Combined custody and treatment order pursuant to s.18Q of the Sentencing Act 1991
27 There is a two stage process involved in the making of orders such as a CCTO, an intensive corrections order or a suspended sentence.[19] There must first be a determination as to what is the appropriate sentence without regard to the manner
in which the sentence is to be served.[20] A Court cannot make a CCTO pursuant to s.18Q of the Sentencing Act 1991 "if the sentence of imprisonment by itself for the whole term stated by the Court would not be appropriate in the circumstances having regard to the provisions of this Act."[21] Similar provisions appear in relation to making "intensive correction orders"[22] or when "suspending a sentence of imprisonment".[23] The questions of proportionality and the appropriateness of the term of imprisonment must have been determined before the court can consider whether any of these sentencing options should be utilised.[24] The alternatives available as to how the sentence may be served, relate to the implementation of the sentence and not to its imposition.[25] The sentencing judge should not tailor the sentence to be imposed according to the manner in which he or she considers the sentence should be served.[26] First, the appropriate sentence must be determined. Then the judge may determine if such an order should be made.
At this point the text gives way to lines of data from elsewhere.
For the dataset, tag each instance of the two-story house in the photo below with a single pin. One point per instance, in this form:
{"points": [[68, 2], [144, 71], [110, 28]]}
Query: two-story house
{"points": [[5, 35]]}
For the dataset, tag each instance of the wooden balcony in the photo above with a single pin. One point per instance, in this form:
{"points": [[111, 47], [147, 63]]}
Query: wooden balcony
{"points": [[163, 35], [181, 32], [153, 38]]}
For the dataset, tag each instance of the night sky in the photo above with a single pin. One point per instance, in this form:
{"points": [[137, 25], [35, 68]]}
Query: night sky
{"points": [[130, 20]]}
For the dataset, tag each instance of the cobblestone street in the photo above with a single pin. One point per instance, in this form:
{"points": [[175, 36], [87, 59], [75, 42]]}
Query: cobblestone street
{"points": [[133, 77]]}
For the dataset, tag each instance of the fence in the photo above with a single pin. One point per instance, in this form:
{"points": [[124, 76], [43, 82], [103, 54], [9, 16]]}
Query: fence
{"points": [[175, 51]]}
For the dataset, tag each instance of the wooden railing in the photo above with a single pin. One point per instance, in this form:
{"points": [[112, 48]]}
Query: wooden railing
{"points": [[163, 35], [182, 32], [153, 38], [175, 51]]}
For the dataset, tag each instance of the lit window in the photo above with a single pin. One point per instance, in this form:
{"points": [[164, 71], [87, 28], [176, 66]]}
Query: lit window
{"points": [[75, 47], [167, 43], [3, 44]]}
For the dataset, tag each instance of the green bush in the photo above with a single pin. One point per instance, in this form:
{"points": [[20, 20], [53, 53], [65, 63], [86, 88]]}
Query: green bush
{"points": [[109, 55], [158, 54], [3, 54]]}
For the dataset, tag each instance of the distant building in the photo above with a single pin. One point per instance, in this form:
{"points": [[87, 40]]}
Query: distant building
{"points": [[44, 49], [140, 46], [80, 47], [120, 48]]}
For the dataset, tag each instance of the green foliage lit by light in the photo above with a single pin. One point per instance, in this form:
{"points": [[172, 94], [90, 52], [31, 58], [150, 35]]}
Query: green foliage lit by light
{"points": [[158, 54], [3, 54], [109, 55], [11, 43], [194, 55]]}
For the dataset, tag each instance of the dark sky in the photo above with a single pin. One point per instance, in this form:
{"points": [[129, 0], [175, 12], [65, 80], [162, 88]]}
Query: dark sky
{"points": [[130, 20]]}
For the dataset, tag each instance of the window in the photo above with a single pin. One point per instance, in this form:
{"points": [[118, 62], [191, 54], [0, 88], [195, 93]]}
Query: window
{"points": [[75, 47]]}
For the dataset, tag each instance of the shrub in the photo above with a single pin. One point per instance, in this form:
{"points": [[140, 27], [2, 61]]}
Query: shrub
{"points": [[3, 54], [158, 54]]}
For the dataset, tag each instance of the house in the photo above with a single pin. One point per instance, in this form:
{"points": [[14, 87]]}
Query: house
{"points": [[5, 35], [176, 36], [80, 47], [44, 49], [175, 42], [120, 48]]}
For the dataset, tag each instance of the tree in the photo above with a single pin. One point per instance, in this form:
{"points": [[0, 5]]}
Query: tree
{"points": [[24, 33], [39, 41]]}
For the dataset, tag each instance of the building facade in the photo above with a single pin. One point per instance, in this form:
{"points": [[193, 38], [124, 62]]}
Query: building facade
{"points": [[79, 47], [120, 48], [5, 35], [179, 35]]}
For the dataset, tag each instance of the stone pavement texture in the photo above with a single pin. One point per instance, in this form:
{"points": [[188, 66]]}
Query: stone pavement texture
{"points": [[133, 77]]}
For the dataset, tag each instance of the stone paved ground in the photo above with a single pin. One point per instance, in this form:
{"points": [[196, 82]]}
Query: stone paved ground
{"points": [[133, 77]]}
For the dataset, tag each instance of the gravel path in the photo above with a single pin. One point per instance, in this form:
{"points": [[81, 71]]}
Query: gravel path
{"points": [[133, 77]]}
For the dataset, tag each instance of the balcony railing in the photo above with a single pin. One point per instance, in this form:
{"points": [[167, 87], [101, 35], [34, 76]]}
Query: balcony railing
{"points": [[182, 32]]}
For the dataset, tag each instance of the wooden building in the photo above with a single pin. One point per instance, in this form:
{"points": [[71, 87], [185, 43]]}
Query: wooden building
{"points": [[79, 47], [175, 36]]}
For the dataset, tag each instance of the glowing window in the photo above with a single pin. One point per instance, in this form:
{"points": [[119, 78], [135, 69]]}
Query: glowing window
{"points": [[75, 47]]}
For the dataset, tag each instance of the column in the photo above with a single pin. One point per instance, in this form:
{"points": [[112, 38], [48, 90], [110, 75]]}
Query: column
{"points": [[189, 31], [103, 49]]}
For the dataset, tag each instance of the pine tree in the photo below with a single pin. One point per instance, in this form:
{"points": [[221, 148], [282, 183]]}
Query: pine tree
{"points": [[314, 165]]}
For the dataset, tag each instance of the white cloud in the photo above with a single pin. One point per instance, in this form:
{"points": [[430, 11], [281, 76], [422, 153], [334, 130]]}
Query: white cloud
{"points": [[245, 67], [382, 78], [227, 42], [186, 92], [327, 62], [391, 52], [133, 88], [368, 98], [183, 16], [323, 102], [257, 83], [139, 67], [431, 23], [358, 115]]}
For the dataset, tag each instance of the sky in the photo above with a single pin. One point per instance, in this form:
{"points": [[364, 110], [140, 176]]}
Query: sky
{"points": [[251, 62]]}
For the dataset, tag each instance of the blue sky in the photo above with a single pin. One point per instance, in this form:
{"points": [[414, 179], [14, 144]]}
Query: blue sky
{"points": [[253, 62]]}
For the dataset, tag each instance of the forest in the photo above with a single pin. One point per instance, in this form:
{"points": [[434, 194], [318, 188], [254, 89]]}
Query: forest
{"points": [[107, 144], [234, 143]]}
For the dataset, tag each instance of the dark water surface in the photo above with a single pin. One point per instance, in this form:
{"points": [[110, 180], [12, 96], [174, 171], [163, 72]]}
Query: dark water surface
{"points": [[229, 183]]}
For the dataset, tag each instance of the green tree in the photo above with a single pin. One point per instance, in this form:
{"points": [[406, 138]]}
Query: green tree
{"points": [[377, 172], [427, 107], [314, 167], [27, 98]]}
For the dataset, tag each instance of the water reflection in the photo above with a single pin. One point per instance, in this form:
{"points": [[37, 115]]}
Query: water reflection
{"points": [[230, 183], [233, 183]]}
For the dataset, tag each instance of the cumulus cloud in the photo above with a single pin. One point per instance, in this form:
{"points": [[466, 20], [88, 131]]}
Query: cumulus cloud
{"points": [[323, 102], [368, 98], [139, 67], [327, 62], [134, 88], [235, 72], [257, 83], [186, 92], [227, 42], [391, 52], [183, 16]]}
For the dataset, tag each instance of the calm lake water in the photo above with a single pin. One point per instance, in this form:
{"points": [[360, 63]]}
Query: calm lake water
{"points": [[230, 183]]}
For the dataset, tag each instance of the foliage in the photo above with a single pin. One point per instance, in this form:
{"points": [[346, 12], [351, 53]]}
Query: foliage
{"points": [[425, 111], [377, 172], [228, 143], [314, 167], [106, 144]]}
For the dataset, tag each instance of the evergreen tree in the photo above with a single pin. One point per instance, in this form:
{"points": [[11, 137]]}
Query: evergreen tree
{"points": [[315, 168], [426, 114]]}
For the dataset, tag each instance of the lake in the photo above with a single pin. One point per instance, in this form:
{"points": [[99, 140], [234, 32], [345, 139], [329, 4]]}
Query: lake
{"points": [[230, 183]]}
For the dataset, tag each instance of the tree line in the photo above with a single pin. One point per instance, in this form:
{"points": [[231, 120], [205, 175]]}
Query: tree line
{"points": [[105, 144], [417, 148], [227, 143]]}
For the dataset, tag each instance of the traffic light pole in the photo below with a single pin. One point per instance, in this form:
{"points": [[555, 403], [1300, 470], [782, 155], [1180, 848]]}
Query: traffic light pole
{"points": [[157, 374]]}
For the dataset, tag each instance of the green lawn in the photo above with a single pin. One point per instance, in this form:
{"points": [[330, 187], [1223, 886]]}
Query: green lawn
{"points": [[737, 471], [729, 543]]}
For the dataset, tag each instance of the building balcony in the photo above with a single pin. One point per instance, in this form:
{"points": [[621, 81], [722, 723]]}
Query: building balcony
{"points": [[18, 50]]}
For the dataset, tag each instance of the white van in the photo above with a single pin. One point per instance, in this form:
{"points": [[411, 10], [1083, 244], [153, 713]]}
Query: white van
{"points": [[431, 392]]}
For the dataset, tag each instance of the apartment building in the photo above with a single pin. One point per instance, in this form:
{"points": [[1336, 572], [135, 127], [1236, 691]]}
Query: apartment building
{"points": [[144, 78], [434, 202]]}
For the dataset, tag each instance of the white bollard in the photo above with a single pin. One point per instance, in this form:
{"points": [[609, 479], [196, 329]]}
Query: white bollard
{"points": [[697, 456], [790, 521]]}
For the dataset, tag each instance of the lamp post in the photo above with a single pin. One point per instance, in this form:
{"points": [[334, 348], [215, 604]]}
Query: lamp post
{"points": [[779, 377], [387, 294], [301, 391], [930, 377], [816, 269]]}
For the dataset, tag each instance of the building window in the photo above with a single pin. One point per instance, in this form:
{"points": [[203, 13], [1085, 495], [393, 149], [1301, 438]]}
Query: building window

The two steps should not be elided.[27] The focus by his Honour appears to have been on the implementation of the sentence and not upon its appropriateness.
28 As I have already observed his Honour at a very early stage of the plea stated that he would have the respondent assessed for a CCTO and for a CBO. It is difficult to discern what circumstances had then been placed before his Honour that influenced the consideration of such a course. Before the Court can make a CCTO it must conclude, having regard to the various sentencing considerations set out in the Act, that a term of imprisonment of not more than 12 months' duration is appropriate.
29 While it was appropriate and necessary for the sentencing judge to take these personal factors into account, the sentencing principles of general deterrence, specific deterrence, just punishment and denunciation were also to be reflected in the sentence that was proposed. The sentence imposed makes it apparent that the judge did not have any, or any due, regard to them in the sentencing disposition. The result was a sentence which in my view did not properly reflect those objectives and which was not reasonably proportionate to the crime. The sentence imposed reveals such manifest inadequacy and is so inconsistent with recognised sentencing standards as to constitute error in principle. A proper exercise of the sentencing discretion required the imposition of a head sentence with a new non-parole period. I would therefore allow the appeal.
30 Bearing in mind the principles of restraint which must be exercised by this Court in re-sentencing the person who is standing for sentence a second time,[28] I would re-sentence the respondent to a term of imprisonment for three years and six months. I would order that the term of imprisonment be served cumulatively upon the sentence that was imposed on 1 December 2005 of 18 months' imprisonment with a non-parole period of nine months. I would fix a new non-parole period[29] and direct that the respondent serve a period of two years and six months before becoming eligible for parole.